Рамка эта, прежде всего, кинематографическая. Пискатор в скором времени будет ставить картину «48-й год». Я уверен, что картина эта сразу поставит его в первые ряды кинорежиссеров.
Задача, которую преследовал Пискатор в кинорамке для «Гоп-ля», заключалась в создании своего рода музыкально-кинематографической симфонии, характеризующей войну, революцию и послевоенные события. Это выполнено изумительно.
Картины хроники, отрезки разных художественных фильм, специально заснятых сцен чередуются с необыкновенно четко построенной эмоциональной логикой. Они как будто падают на вас, гигантские видения вовлекают вас в водоворот событий, год за годом рисуются перед вами с их крупнейшими проявлениями. Все это головокружительно, но вместе с тем и убедительно. Поистине история раскрывает перед вами многозначительнейшие страницы своих острейших отношений под музыку; тревожную, шумную, стремительную5
.Как изобретатель сценических эффектов Пискатор прямо неисчерпаем. Когда одна очень хорошая и опытная актриса, — тоже наш товарищ, — сказала мне, что Пискатор — мейерхольдовец и, в сущности, повторяет то, что уже найдено Всеволодом Эмильевичем, я был согласен с ней, пока не видел самого спектакля, но сейчас я решительно возражаю — у Пискатора есть целый ряд приемов в духе Мейерхольда, но изобретенных им самим и использованных с великолепным успехом. Экраны и прожекторы создают у Пискатора целую систему новых приемов декоративного искусства и воздействия на зрителя. Например, когда перед вами рисуется разрез тюрьмы с ее камерами и начинаются перестукивания — тревожные, нервные, по поводу возвращения в тюрьму героя пьесы в качестве убийцы министра, — то на освещаемой вдруг снаружи сетке начинают набрасываться во всех направлениях и разной величины буквами такие же тревожные надписи, расшифровывающие значение стуков. И так как за короткий промежуток проходят огромные события — герой приведен, он разбит и в отчаянии не слышит призывов своих товарищей, он вешается, а между тем настоящий убийца пойман, и уже идут его освобождать — эта тревога перестукиваний достигает какой-то сумасшедшей кульминации, а надписи, багровые, страшные, торопливо испещряют всю сцену вплоть до страшного открытия о смерти арестованного за минуту до его освобождения. Тут и раздается громкий, полный сочувствия, укоризны, и в то же время уверенный голос: «Так не умирают революционеры».

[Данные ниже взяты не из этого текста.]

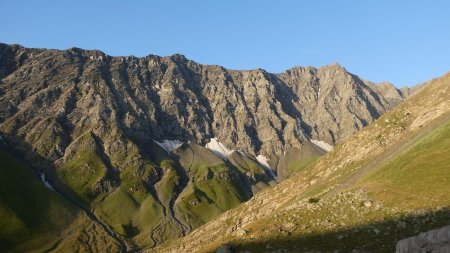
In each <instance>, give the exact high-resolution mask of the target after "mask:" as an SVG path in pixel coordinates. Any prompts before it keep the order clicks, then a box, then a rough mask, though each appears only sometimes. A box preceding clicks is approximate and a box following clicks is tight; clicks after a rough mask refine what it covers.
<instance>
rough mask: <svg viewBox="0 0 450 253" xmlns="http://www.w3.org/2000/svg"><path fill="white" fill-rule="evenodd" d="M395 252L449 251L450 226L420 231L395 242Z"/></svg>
mask: <svg viewBox="0 0 450 253" xmlns="http://www.w3.org/2000/svg"><path fill="white" fill-rule="evenodd" d="M395 252H396V253H406V252H408V253H409V252H436V253H438V252H439V253H448V252H450V226H446V227H443V228H440V229H434V230H430V231H427V232H425V233H421V234H420V235H418V236H413V237H410V238H406V239H403V240H400V241H398V242H397V247H396V250H395Z"/></svg>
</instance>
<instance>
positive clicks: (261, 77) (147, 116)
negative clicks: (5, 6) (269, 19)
mask: <svg viewBox="0 0 450 253" xmlns="http://www.w3.org/2000/svg"><path fill="white" fill-rule="evenodd" d="M393 89H395V88H393ZM395 90H396V89H395ZM397 91H398V90H397ZM398 99H399V98H398V97H394V98H393V97H392V96H389V95H387V94H386V93H384V92H380V90H379V89H375V88H373V87H372V86H371V85H368V84H366V83H365V82H364V81H362V80H361V79H359V78H358V77H357V76H355V75H352V74H350V73H348V72H347V71H346V70H345V69H344V68H342V67H341V66H339V65H337V64H333V65H329V66H325V67H322V68H319V69H315V68H310V67H308V68H293V69H291V70H288V71H286V72H283V73H281V74H271V73H268V72H266V71H264V70H261V69H256V70H251V71H235V70H228V69H225V68H223V67H220V66H210V65H202V64H198V63H195V62H193V61H190V60H187V59H186V58H185V57H184V56H182V55H173V56H170V57H159V56H147V57H143V58H136V57H111V56H108V55H105V54H104V53H102V52H99V51H88V50H81V49H78V48H72V49H69V50H65V51H59V50H45V49H27V48H23V47H21V46H17V45H5V44H0V132H1V133H0V134H1V136H2V139H4V140H5V142H6V143H7V144H8V147H9V149H11V150H12V151H14V153H15V154H18V155H19V156H21V157H22V158H24V160H25V161H27V162H28V163H30V164H31V165H32V166H33V167H34V168H35V169H37V170H38V171H43V172H45V173H46V175H47V177H48V178H49V181H50V183H51V184H53V186H54V187H55V188H56V189H57V190H58V191H60V192H61V193H62V194H63V195H64V196H66V197H67V198H69V199H71V200H73V201H75V202H76V203H80V205H83V206H86V207H88V208H89V209H91V210H94V213H95V214H96V215H97V216H98V217H99V219H100V220H103V221H104V222H105V223H106V224H107V225H108V226H110V227H112V228H113V229H114V230H115V231H116V232H118V233H119V234H120V235H122V236H124V237H127V238H131V239H132V240H133V242H134V243H136V244H137V245H156V244H158V243H160V242H163V241H165V240H166V239H167V238H173V237H177V236H182V235H184V234H186V233H188V232H189V231H191V230H192V229H193V228H195V227H197V226H199V225H200V224H203V223H204V222H206V221H208V220H209V219H211V218H213V217H215V216H217V215H218V214H220V213H221V212H223V211H224V210H227V209H229V208H232V207H234V206H236V205H237V204H239V203H241V202H243V201H246V200H248V199H249V198H250V197H251V196H252V195H253V193H254V192H256V191H258V190H260V189H261V188H264V187H266V186H267V185H269V184H270V183H271V182H272V181H273V180H274V176H273V175H272V172H271V170H275V171H277V172H278V174H279V175H283V176H282V177H286V175H287V174H289V172H290V171H294V170H296V169H299V168H301V167H302V166H305V164H307V163H309V162H311V161H313V160H314V159H315V158H316V157H318V156H320V155H322V154H323V153H325V151H324V150H323V149H327V147H328V146H327V143H328V144H331V145H334V144H335V143H336V142H338V141H341V140H343V139H345V138H348V137H349V136H351V135H352V134H353V133H354V132H356V131H357V130H358V129H360V128H362V127H364V126H366V125H367V124H369V123H370V122H372V121H374V120H375V119H376V118H378V117H379V116H380V115H381V114H382V113H384V112H385V111H387V110H389V109H390V108H391V107H392V106H393V105H395V104H396V103H397V102H398ZM401 99H403V97H401ZM214 137H215V138H217V139H215V140H216V142H217V143H216V142H214V143H215V145H216V144H217V145H216V146H218V147H219V148H222V147H226V148H228V149H229V150H228V151H229V152H228V151H227V152H224V151H223V150H222V151H220V150H219V151H220V152H219V153H220V154H219V155H218V153H217V150H211V148H210V149H207V148H205V147H204V146H205V144H207V143H210V142H211V138H214ZM168 140H172V141H174V142H168ZM311 141H313V142H314V143H316V144H319V146H321V147H322V148H319V147H318V146H317V145H316V144H313V143H312V142H311ZM157 142H158V143H160V145H158V143H157ZM161 143H163V144H164V143H166V144H167V145H168V146H167V145H166V144H164V145H166V146H164V145H163V144H161ZM210 144H211V143H210ZM161 145H162V146H164V147H165V149H163V148H161V147H162V146H161ZM169 146H170V147H171V148H167V147H169ZM210 146H211V145H210ZM212 146H214V145H212ZM214 147H215V146H214ZM324 147H325V148H324ZM213 149H214V148H213ZM238 150H239V151H238ZM224 154H225V155H224ZM293 154H295V155H293ZM280 177H281V176H280ZM119 206H120V208H124V209H125V210H126V213H124V214H121V213H119V212H117V211H116V209H117V208H118V207H119ZM149 214H151V216H152V217H153V218H152V219H151V220H149V219H146V218H145V217H147V216H148V215H149Z"/></svg>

Эта сцена, в которой скомбинированы большая симультанная[89]
декорация (шесть-семь камер), прозрачный занавес, который то позволяет вам видеть глубину сцены, то превращается в экран, стуки, музыка, прожектор со своими живыми надписями — все это представляет собой такую театральную комбинацию, какой я еще не видел.Я не могу в этой статье перечислить всех замечательных выдумок Пискатора. Спектакль этот надо видеть, и я надеюсь, что мы в Москве тоже увидим его6
.Второй спектакль — «Распутин», который сейчас прошел в Берлине с выдающимся успехом [и] представляет собой переделку известной пьесы «Заговор императрицы»7
, я видел в незаконченной форме на репетиции. И здесь кинематографические вступления, которые широко использовали многие хроники, художественные фильмы, заснятые у нас, производят неотразимо волнующее впечатление.Интересен также основной замысел постановки: громадное полушарие — верхняя часть глобуса, которая вращается; на его поверхностях отражаются кинопроекции и в определенный момент открываются большие или малые амбразуры в шара и на соответственной площадке происходит действие. Действие, может происходить одновременно на трех или четырех площадках или заполнять всю сцену8
.Я видел не весь спектакль и не могу о нем судить. Могу сказать только, что самая пьеса, от которой я вообще не в восхищении, потеряла в игре немецких актеров, очень хороших, однако. Вегенер, играющий Распутина, дает импозантную фигуру, но все же не убедительную для тех, кто видел в этой роли Стефанова9
и кто вообще хорошо знает русскую жизнь. То же можно сказать и о других изобразителях русских.Но Пискатор вставил множество иногда чрезвычайно эффектных интерполяций: народные сцены, в которых чередуются разные афоризмы насчет войны и революции с революционными гимнами, сцена, в которой одновременно в трех амбразурах Николай II, Вильгельм и Иосиф молятся каждый своему богу о победе и отрекаются от всякой виновности в войне.
Русских зрителей, вероятно, в законченном спектакле многое будет несколько шокировать, но эти шероховатости немецкому зрителю не будут чувствительны, и я не удивляюсь, что, в общем и целом, «Распутин» имел в Берлине успех.